YOGYAKARTA - Consumption of uncontrolled meat can have a negative impact on health, especially for those who are elderly. Therefore, it is important to pay attention to the limits on eating meat for the elderly in order to anticipate the emergence of health risks, such as hypertension and cholesterol.
Compiled from various sources, initially, there were no definite figures for the limit on eating meat for the elderly. However, nutritionists generally recommend that the elderly consume about 50-70 grams of red meat per day and should not be more than 300-500 grams in a week.
Need to underline, there is no prohibition for the elderly to eat red meat.
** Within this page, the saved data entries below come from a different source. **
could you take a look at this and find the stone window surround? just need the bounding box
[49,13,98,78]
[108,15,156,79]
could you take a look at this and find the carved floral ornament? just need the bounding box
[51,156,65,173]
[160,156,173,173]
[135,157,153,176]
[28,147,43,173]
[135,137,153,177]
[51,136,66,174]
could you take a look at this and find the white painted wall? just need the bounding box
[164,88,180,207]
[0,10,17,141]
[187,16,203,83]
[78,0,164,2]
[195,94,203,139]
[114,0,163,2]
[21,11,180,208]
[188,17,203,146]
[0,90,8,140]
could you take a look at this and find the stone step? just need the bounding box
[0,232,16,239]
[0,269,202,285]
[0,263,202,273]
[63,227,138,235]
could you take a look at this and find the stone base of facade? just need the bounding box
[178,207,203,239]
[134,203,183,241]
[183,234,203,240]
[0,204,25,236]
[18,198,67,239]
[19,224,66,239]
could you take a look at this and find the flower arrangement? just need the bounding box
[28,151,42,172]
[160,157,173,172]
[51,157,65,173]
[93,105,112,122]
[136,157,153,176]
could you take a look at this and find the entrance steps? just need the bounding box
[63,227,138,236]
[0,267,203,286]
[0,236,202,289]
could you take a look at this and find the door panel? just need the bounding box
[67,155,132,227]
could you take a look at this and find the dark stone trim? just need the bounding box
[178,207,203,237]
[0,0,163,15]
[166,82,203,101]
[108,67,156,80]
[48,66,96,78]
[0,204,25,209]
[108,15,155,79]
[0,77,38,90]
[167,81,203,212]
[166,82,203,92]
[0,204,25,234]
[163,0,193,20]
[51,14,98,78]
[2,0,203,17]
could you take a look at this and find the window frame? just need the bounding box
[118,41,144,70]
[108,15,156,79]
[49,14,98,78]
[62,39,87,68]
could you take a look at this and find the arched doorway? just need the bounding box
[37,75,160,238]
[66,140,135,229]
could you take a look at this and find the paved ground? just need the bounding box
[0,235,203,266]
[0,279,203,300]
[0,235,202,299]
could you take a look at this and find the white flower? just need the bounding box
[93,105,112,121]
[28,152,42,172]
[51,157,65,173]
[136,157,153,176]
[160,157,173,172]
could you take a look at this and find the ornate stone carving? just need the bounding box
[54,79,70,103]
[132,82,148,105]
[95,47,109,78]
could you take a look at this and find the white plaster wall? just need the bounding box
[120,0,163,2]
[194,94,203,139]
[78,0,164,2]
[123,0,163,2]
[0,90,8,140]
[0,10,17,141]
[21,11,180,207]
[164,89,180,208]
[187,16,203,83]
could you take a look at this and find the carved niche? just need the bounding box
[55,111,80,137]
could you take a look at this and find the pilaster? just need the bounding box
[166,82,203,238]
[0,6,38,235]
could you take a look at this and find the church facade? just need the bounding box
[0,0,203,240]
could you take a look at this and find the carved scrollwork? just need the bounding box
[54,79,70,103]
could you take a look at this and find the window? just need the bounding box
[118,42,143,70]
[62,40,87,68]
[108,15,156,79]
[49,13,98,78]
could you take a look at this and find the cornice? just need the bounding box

This is because the meat contains the protein needed by the body.
An elderly person is still allowed to eat meat, but with certain boundaries.
For the elderly, the criteria for safe meat are fatless meat with lower calories, so it is useful in maintaining healthy and balanced weight. You can see fat from the yellowish white coating on the surface of the meat.
In addition, you also choose pieces of the rear thigh meat and external has. This part of the meat relatively has lower levels of fat than other parts of the body.
Red daging portion per day needs to be limited so as not to increase saturated fat intake. The intake of saturated fat can increase levels of bad cholesterol (LDL/Low Density Lipopolisakaride) in the body. This cholesterol can later accumulate into plaque.
Plak buildup can cause stagnant blood flow to increase the risk of heart disease, such as stroke, hypertension, and attacks.
Just so you know, 100 grams of grilled and grilled beef contains 2.47 and 4.68 grams of saturated fat levels, respectively.
At the same weight, grilled goat meat has a genih fat of 5.69 grams.
In fact, the maximum limit for saturated fat intake in a day is 13 grams a day. This means that within 100 grams of red meat can contribute 36-43 percent of daily saturated fat.
Although the amount appears small, the daily intake of saturated fat does not only come from red meat, it can be from side dishes or other snacks.
In addition to reducing the risk of heart disease, limiting the intake of red meat in the elderly can also minimize the risk of cancer.
In a study published in the journal Nutrition and Cancer, excess intake of red meat can increase the risk of cancer, especially if cooked using high temperatures or burned until the founding is slightly smaller.
Both mediate cooking meat can trigger carcinogen compounds or cause colorectal cancer or colon and rectum.
Not enough, the high saturation fat can also increase the risk of cancer related to hormones, such as breast cancer and prostate.
The risk of health will be even greater if you eat processed meat. This type of meat is high in salt which can sustain hypertension to stomach cancer.
That's information about dagig eating limits for the elderly. Hopefully this article can add insight to the loyal readers of VOI.ID.